2023-12-22 View on smbc-comics.com → 1 revision
hood
Votey panel for hood
This explanation is incomplete or may contain errors. It was generated by AI and has not yet been reviewed by a human editor.

Explanation

This comic shows two people walking past a shop, with one character -- a bearded man wearing a hoodie -- explaining his fashion choices. He says: "I don't know how you go out in public every day in that suit and tie... With a modest amount of wealth, walking into a room full of softer robes is like having it all. To respect me even though I'm wearing a garment that basically says I don't give a damn about what I look like... I'm curious what people think. Is the answer that it is a power that is real social dominance?"

The other character (in a suit) thinks: "I thought for sure you were gonna say something about how appearance isn't important."

The punchline comes in the final panel: "Actually, the hoodie cost $900."

The joke works by subverting expectations twice.
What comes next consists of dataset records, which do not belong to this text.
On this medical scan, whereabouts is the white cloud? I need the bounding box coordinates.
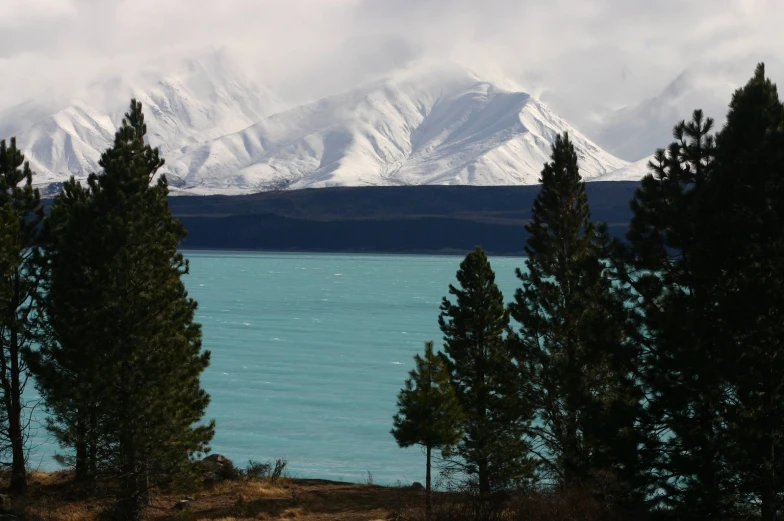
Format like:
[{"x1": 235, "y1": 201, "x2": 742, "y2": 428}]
[{"x1": 0, "y1": 0, "x2": 784, "y2": 123}]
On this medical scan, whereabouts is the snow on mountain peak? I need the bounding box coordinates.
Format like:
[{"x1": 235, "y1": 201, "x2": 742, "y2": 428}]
[
  {"x1": 0, "y1": 57, "x2": 627, "y2": 193},
  {"x1": 156, "y1": 65, "x2": 626, "y2": 193}
]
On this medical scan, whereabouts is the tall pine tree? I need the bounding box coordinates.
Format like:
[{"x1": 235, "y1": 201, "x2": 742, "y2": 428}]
[
  {"x1": 0, "y1": 138, "x2": 43, "y2": 492},
  {"x1": 438, "y1": 247, "x2": 532, "y2": 501},
  {"x1": 29, "y1": 100, "x2": 214, "y2": 521},
  {"x1": 392, "y1": 342, "x2": 463, "y2": 521},
  {"x1": 613, "y1": 110, "x2": 737, "y2": 519},
  {"x1": 700, "y1": 64, "x2": 784, "y2": 521},
  {"x1": 26, "y1": 177, "x2": 108, "y2": 483},
  {"x1": 510, "y1": 134, "x2": 641, "y2": 500}
]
First, the hoodie-wearing character appears to be making a philosophical point about not caring about appearances and valuing comfort over status -- a sentiment associated with Silicon Valley tech culture, where casual dress is sometimes framed as a rejection of corporate conformity. But the comic reveals that his casual appearance is actually its own form of conspicuous consumption and status signaling. The $900 hoodie represents the phenomenon of extremely expensive clothing designed to look cheap or casual -- a form of "stealth wealth" where the ability to look like you don't care is itself a luxury.
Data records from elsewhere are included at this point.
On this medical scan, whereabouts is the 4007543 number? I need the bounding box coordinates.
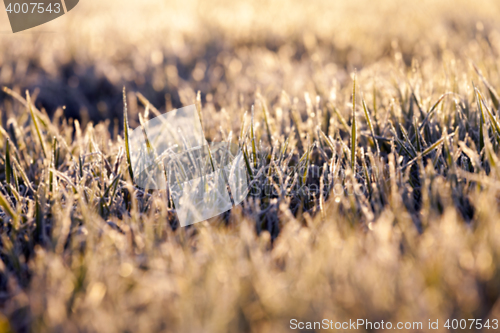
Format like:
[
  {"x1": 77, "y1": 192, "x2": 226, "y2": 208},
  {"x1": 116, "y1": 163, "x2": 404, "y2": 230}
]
[
  {"x1": 6, "y1": 2, "x2": 62, "y2": 14},
  {"x1": 3, "y1": 0, "x2": 79, "y2": 33}
]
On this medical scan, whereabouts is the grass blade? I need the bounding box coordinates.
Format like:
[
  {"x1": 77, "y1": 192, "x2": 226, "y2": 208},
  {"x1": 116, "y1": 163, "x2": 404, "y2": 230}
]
[
  {"x1": 26, "y1": 90, "x2": 47, "y2": 158},
  {"x1": 123, "y1": 87, "x2": 134, "y2": 181},
  {"x1": 351, "y1": 73, "x2": 357, "y2": 170}
]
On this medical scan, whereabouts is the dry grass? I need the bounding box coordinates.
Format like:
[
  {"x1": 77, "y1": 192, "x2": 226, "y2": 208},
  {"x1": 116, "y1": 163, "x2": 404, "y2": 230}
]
[{"x1": 0, "y1": 0, "x2": 500, "y2": 332}]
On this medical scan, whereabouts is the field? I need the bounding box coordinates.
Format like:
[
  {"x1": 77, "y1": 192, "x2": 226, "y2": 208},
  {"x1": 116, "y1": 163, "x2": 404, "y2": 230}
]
[{"x1": 0, "y1": 0, "x2": 500, "y2": 333}]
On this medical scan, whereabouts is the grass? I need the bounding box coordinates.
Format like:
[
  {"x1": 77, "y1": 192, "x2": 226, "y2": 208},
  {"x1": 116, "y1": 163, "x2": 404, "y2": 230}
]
[{"x1": 0, "y1": 0, "x2": 500, "y2": 332}]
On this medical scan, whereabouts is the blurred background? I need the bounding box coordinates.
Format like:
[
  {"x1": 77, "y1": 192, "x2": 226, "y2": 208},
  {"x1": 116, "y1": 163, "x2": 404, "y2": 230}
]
[{"x1": 0, "y1": 0, "x2": 500, "y2": 127}]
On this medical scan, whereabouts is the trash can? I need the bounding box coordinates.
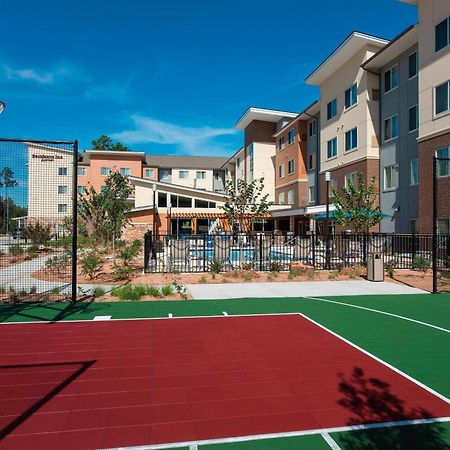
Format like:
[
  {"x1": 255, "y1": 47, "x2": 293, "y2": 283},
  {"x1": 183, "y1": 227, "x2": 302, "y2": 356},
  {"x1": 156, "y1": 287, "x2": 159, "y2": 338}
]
[{"x1": 367, "y1": 253, "x2": 384, "y2": 281}]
This satirizes the tech-bro aesthetic popularized by figures like Mark Zuckerberg, where wearing a simple hoodie or t-shirt every day is framed as a matter of efficiency or humility, but the garments themselves often cost hundreds or thousands of dollars. The comic suggests that this rejection of traditional status symbols is just another, more insidious form of status display -- one that adds the additional power move of not appearing to try.